When I was 12 my big moment finally arrived.

Term 4 had meant two things at my school: the spring fete and the Year 7 newspaper. Every year the Year 7s would publish their own newspaper and sell it for twenty cents. People would also put in classifieds, teachers would be interviewed and there were almost always bad jokes.

My teacher wrote a long list of topics we could choose from on the board and we would be the responsible reporter for that topic. None of them really appealed to me because there was one job I really wanted and it wasn’t listed.

I wanted to be an editor.

Now, I knew what school newspaper editors did. I read Sweet Valley High, and the later Baby Sitters Club books also featured a school newspaper. So when we had to give out secret ballot to our teacher, I wrote down something like, ‘I know it’s not on the board, but I’d really like to be the editor’.

A few days later, a list was posted up. I would have a co-editor who was more organised than me and better at spelling. As luck would have it though, my co-editor was out of school for most of the time, so I got the top job.

My job was pretty simple — I read everyone’s work before it went to print.

‘To print’ actually meant ‘to the half-a-dozen students who were proficient in Microsoft Publisher’.

Sometimes I would change what people wrote or fix up spelling. It was a busy job reading everything. I also had a column called ‘From the Editors’ which discussed hot topics including the weather, school events and who was playing on the radio. Our little motif was a smiley face with sunglasses.

I super loved being an editor.

Just before the last issue came out, we had a problem. There was a page which didn’t have anything on it — someone was meant to do a story and they were away from school for a week. I decided to solve the problem myself and write a long feature entitled ‘Christmas Craft Fun’. Because it was an entire page, I had to print it out at home to be photocopied the next day. And, worst of all, I had to use the dreaded program — Publisher. Those four hours of writing, dragging clip art around and then clicking ‘print’ were very long.

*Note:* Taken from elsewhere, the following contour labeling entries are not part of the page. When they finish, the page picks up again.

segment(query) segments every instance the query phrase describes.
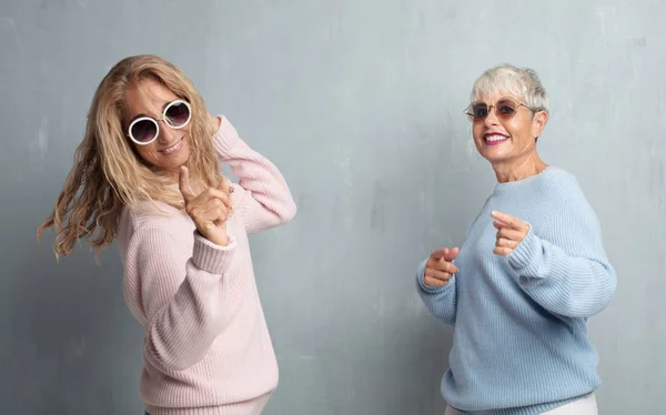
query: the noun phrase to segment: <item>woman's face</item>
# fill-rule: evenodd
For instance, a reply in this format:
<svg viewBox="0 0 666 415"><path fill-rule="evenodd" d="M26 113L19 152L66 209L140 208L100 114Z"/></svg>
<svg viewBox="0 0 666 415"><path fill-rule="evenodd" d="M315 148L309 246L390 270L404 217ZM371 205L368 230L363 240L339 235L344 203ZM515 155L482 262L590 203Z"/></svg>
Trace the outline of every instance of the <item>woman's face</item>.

And when I had hit print, typos started jumping out at me from the screen. Three print jobs later and I had a lovely full page feature which I put on page four. Page two wouldn’t have looked too humble, and anyway, my column already appeared on the first page.

I threw out all of my Gambier Gazettes a few years ago which was a shame, I would have loved to have seen how my editing skills held up.

I can’t say I was very self reflective about this job of mine at the time but I kind of wish I had been now. I wish I had been more active in writing, entering contests and doing more than just writing in a journal that no one read. Even so, I will always have my glory days of being a student editor for nine weeks.